A few things eventually brought Bitcoin wider attention and caused its value to rise. First, people started accepting it in exchange for real-world goods and services. It was mostly criminals in the early days, drawn by Bitcoin's ease of transfer and semi-anonymous nature. But soon, legitimate organizations such as WordPress and the Internet Archive accepted Bitcoin for donations and payments. Second, services appeared to give people ways to buy, sell, store, learn about and protect their Bitcoins. Although the quality of these companies varied and many failed, some were backed by experienced entrepreneurs with substantial capital.
And third, people in financially unstable countries started using Bitcoin as a way to store their wealth. When the government of Cyprus announced the plan to seize certain bank deposits in April 2013 for example, the price of Bitcoin soared to over $250 before dropping again to settle around 120. Now, as I'm saying these words, its value is several times that. As the value of Bitcoin rose, it attracted the attention of government regulators. Although there is no way they can effectively block Bitcoin per say, that hasn't stopped some of them from trying.
And they can crack down on important parts of its economy, such as exchanges that convert Bitcoin to dollars. It also attracted the attention of thieves.
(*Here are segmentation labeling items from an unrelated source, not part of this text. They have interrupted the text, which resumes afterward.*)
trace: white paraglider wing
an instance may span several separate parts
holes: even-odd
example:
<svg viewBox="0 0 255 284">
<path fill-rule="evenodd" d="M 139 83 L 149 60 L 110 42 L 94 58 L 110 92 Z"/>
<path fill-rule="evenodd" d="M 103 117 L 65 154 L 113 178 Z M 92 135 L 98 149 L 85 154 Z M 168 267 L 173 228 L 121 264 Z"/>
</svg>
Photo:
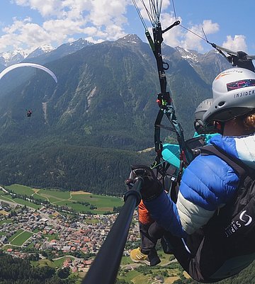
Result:
<svg viewBox="0 0 255 284">
<path fill-rule="evenodd" d="M 6 74 L 10 71 L 19 67 L 34 67 L 40 69 L 45 71 L 45 72 L 48 73 L 54 79 L 55 82 L 57 83 L 57 76 L 52 71 L 50 71 L 49 69 L 45 67 L 42 65 L 40 65 L 35 63 L 18 63 L 13 65 L 11 65 L 0 73 L 0 80 L 5 74 Z"/>
</svg>

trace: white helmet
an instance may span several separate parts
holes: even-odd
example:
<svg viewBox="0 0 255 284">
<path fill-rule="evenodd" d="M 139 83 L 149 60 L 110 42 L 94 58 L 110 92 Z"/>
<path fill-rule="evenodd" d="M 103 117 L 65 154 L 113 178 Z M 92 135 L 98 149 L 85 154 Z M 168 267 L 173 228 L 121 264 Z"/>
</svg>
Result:
<svg viewBox="0 0 255 284">
<path fill-rule="evenodd" d="M 213 102 L 203 121 L 227 121 L 255 110 L 255 73 L 243 68 L 223 71 L 212 82 Z"/>
<path fill-rule="evenodd" d="M 212 131 L 212 125 L 210 127 L 208 126 L 205 127 L 203 123 L 203 116 L 212 106 L 212 98 L 206 98 L 198 105 L 195 110 L 194 128 L 198 134 L 209 133 Z"/>
</svg>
But although about a half a billion dollars worth of Bitcoin have been misappropriated or misplaced, nearly all of that has been because of common business fraud, or incompetence, or bad technical implementations. Besides a small bump or two early in Bitcoin's life, none has revealed a basic flaw of Bitcoin itself. And through all of these things, the hacking attacks, failed Bitcoin businesses, government threats, market changes, Bitcoin has always bounced back.
Its value has grown increasingly stable over time, while more and more merchants opt to accept Bitcoin, along with their national currencies. But if history's any guide, the one thing we can expect from Bitcoin, is more surprises.